There are three verses of John’s Gospel which a friend (appropriately) pointed me to recently which comprise perhaps the most surprising and striking passage on friendship of all:
Greater love has no one than this, that someone lay down his life for his friends. You are my friends if you do what I command you. No longer do I call you servants, for the servant does not know what his master is doing; but I have called you friends, for all that I have heard from my Father I have made known to you. (John 15:13-15)
  1. You might expect the greatest love to be love for strangers or enemies, and there is a sense in which this is true (Rom. 5:8-10) but the point here seems to be that the deepest, richest, strongest, highest love is other-person-centred, sacrificial, loyal-to-death, friend-love. Jesus did not lay down his life in a disinterested, dispassionate way for nameless strangers but for his beloved friends.
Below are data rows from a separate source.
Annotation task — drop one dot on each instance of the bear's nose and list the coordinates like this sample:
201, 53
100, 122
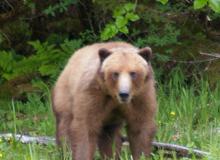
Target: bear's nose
124, 96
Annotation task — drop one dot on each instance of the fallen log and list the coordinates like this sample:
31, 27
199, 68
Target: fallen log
180, 151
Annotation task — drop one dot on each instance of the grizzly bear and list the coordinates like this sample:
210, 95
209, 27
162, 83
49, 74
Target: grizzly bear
104, 86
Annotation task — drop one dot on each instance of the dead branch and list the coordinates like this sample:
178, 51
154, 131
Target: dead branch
168, 148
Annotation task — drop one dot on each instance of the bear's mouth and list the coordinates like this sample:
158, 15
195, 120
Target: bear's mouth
123, 98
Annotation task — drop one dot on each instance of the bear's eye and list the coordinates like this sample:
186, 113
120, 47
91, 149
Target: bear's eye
133, 75
115, 75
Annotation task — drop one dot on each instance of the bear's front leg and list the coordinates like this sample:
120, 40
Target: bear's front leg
83, 143
140, 135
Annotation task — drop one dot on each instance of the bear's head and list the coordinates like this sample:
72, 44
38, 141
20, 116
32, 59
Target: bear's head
124, 72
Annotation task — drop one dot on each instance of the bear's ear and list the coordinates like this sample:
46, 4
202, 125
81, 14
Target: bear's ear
146, 53
103, 54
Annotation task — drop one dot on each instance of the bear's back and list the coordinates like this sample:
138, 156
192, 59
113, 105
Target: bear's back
84, 64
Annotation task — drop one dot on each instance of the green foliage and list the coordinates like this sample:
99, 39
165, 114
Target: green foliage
47, 60
188, 115
60, 7
122, 15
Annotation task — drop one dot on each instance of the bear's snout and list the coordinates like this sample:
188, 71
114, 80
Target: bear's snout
123, 96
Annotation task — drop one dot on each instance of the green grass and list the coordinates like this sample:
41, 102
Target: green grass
188, 115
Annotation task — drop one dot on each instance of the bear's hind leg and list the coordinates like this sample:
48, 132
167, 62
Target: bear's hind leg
110, 142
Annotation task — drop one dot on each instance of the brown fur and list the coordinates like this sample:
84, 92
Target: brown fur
88, 114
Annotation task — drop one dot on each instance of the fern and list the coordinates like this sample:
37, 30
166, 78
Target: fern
47, 60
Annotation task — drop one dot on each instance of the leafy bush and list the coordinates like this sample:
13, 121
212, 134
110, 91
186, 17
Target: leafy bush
46, 61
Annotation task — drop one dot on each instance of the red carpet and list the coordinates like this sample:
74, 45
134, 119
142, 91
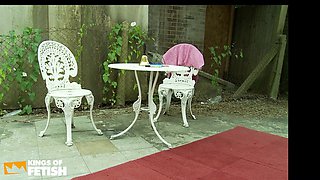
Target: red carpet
236, 154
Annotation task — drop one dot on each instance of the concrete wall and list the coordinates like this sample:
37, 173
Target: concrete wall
15, 17
172, 24
130, 13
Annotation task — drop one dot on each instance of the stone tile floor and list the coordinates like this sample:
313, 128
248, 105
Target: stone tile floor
90, 152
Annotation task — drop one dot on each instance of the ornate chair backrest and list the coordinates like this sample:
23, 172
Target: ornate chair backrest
56, 63
183, 54
182, 78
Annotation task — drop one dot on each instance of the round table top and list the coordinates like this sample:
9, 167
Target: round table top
137, 67
68, 93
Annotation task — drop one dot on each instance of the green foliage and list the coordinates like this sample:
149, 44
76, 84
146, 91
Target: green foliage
20, 64
218, 54
137, 38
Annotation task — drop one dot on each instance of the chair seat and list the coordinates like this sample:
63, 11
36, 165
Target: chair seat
176, 86
66, 93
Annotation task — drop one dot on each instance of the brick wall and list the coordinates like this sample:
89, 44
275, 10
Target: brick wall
172, 24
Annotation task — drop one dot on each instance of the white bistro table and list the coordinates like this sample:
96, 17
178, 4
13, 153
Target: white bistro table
151, 108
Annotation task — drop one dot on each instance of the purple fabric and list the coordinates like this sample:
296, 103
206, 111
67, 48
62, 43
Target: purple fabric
184, 55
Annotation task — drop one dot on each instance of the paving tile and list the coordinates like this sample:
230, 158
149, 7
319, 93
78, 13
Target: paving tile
138, 153
75, 166
130, 143
19, 154
95, 147
102, 161
57, 151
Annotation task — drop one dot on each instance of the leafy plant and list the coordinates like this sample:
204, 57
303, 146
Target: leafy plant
137, 39
218, 54
20, 65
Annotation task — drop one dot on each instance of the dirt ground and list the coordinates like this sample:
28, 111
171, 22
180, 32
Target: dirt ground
249, 105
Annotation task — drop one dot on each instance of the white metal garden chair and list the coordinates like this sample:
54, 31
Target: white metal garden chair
57, 64
181, 84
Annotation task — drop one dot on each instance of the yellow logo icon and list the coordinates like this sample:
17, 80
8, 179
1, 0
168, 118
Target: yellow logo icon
19, 165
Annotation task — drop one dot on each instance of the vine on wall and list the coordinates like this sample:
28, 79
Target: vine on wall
19, 64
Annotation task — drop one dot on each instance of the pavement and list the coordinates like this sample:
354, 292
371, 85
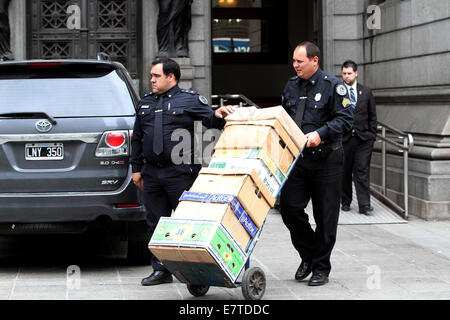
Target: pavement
369, 262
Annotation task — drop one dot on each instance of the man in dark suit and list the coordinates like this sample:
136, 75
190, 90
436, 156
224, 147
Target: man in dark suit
358, 143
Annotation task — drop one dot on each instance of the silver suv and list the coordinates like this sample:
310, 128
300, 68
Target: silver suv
65, 132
  2. To our modern ears the ideas of friendship and command-obedience seem opposite. As my friend said to me when he pointed me towards this passage, “We seem to be dealing with something quite different to our modern idea of friendship.” This is friendship in the sense that Abraham was a friend of God (2 Chron. 20:7), loved by God, obedient, loyal. And there is some asymmetry here. “Mutual, reciprocal friendship of the modern variety is not in view” (Carson). As with marriage, we find that extremely deep, close, loving relationship and submission can sit together.
  3. Again as D. A. Carson comments, the difference between servant and friend according to Jesus is not the presence or absence of submission but rather the issue of revelation. The friend is the one who has been let in on the plans. It’s similar to the idea of common cause – it’s entering the inner circle, given access to command ops, sitting in the Situation Room, shown the battle strategy. Or to use a more familial analogy (which is perhaps more appropriate to Jesus’ language here) friendship is being welcomed into the innermost part of the home and hearing the heart and plans and wisdom of the patriarch communicated through the firstborn son.

All this suggests that friendship in the ancient world was a very serious, strong thing. It is not the till-death-do-us-part one-flesh union of marriage but it is a very weighty loyalty. It could therefore, as Augustine later realised, be a very dangerous, idolatrous thing when it becomes an inward-looking end in itself, or is put above allegiance to Christ, or is a substitute to friendship with God or is united in pursuit of an ungodly cause. The same could be said of marriage or family relationships (Luke 14:26; Acts 5:1-2).

But at its best friendship, like marriage, points beyond itself to the greatest love-bond of all – the Son who lays down his life for his friends, reveals the Father to his friends, calls his friends to walk together in mission with him, yoked in obedience to him.